Und doch sterben auch junge Menschen, Fans, Gäste eine Party, Stars, Politiker. Durch die neuen Medien hat sich bezüglich der Berichterstattung die Nähe zum Tod anderer Menschen, bzw. berühmter Menschen gewandelt. Auf einmal nehmen wir Teil an der Trauerfeier eines Fußballspielers und nehmen Teil an der Trauerfeier der 21 verstorbenen Menschen der Loveparade 2010.

Auch wir selber schreiben über den Verlust unserer Liebsten hier ins Netz und erfahren Trost von völlig unbekannten Menschen.
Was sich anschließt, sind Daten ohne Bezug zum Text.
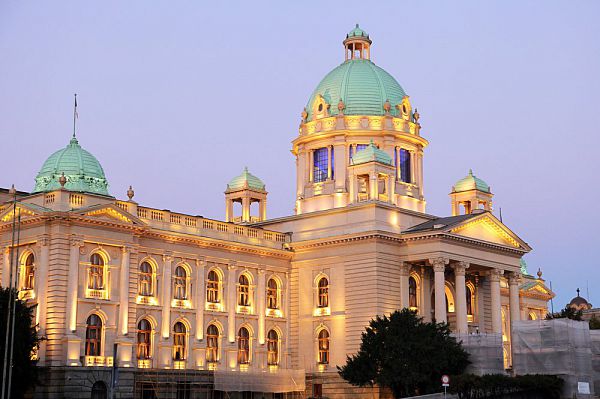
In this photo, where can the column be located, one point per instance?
(166, 297)
(231, 302)
(72, 285)
(439, 267)
(461, 297)
(200, 297)
(404, 297)
(513, 294)
(261, 306)
(425, 295)
(124, 290)
(496, 311)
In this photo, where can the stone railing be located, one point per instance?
(198, 225)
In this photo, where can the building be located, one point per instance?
(163, 295)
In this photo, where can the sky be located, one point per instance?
(176, 97)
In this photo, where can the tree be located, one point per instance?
(405, 354)
(567, 313)
(26, 343)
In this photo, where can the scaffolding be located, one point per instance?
(559, 347)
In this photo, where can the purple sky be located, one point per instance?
(176, 98)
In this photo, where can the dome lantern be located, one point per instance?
(357, 44)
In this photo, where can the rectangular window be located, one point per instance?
(320, 164)
(405, 172)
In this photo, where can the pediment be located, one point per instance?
(487, 228)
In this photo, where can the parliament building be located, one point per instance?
(183, 306)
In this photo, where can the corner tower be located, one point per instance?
(355, 104)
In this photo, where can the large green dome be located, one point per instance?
(82, 171)
(362, 86)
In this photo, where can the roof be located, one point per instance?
(362, 86)
(246, 180)
(440, 223)
(81, 169)
(371, 153)
(470, 182)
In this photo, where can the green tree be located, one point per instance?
(405, 354)
(567, 313)
(26, 343)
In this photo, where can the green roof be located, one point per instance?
(82, 170)
(357, 31)
(246, 180)
(471, 182)
(362, 86)
(371, 153)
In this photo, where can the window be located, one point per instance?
(272, 294)
(28, 273)
(324, 347)
(179, 333)
(412, 292)
(212, 344)
(96, 273)
(180, 281)
(212, 287)
(146, 279)
(272, 348)
(243, 291)
(144, 334)
(93, 335)
(243, 346)
(323, 288)
(99, 390)
(405, 173)
(320, 164)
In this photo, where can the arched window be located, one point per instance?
(323, 288)
(324, 347)
(28, 272)
(146, 280)
(93, 336)
(179, 333)
(243, 346)
(96, 272)
(212, 344)
(243, 291)
(272, 348)
(272, 294)
(180, 281)
(412, 293)
(469, 301)
(212, 287)
(144, 337)
(99, 390)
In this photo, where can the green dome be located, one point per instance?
(362, 86)
(82, 170)
(245, 180)
(471, 182)
(371, 153)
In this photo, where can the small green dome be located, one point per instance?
(362, 86)
(245, 180)
(82, 171)
(357, 32)
(371, 153)
(471, 182)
Die neuen Medien sind erweiterte Kommunikationsformen, die uns helfen können unserer eigenen Trauer einen weiteren Raum zu geben. Zu sehen und zu erleben, dass anderen Menschen auch trauern und schlussendlich dadurch Trost zu erfahren.
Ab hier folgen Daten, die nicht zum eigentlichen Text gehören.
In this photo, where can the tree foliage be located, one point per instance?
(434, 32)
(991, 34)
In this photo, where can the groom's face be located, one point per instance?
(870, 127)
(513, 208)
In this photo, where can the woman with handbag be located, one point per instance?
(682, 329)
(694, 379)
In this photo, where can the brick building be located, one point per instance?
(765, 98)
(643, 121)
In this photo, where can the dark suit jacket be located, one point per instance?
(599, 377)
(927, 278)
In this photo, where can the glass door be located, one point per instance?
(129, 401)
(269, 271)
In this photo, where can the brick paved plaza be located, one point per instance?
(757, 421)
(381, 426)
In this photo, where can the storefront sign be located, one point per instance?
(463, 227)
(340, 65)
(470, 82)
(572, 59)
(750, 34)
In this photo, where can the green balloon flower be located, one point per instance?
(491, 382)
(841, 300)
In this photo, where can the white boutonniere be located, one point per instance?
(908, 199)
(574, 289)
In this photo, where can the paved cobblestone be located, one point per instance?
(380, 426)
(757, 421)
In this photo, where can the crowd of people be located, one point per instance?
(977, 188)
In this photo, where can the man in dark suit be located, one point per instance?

Ich erlebe den Verlust von Menschen als ein zur-Ruhe-kommen. Wenn ich mir unser tägliches Leben einmal in Ruhe anschaue, so entdecke ich, dass dieses Leben von Anfang an voller Abschiede, Trennungen und Verluste ist. Die erste schmerzhafte Trennung ist der Verlust des paradiesischen Aufenthaltes im Bauch der Mutter, und die letzte, vielleicht schwerste, ist die Trennung von der Welt, wenn wer selber stirbt. Merkwürdigerweise sind beides Trauersituationen.

Und die Trauerreaktion ist eine Fähigkeit, die mit uns geboren wird. Sofort nach der Geburt tritt sie in Erscheinung als das bekannte Verhalten des Neugeborenen: weinen, schreihen, protestieren, klagen, jammern...usw.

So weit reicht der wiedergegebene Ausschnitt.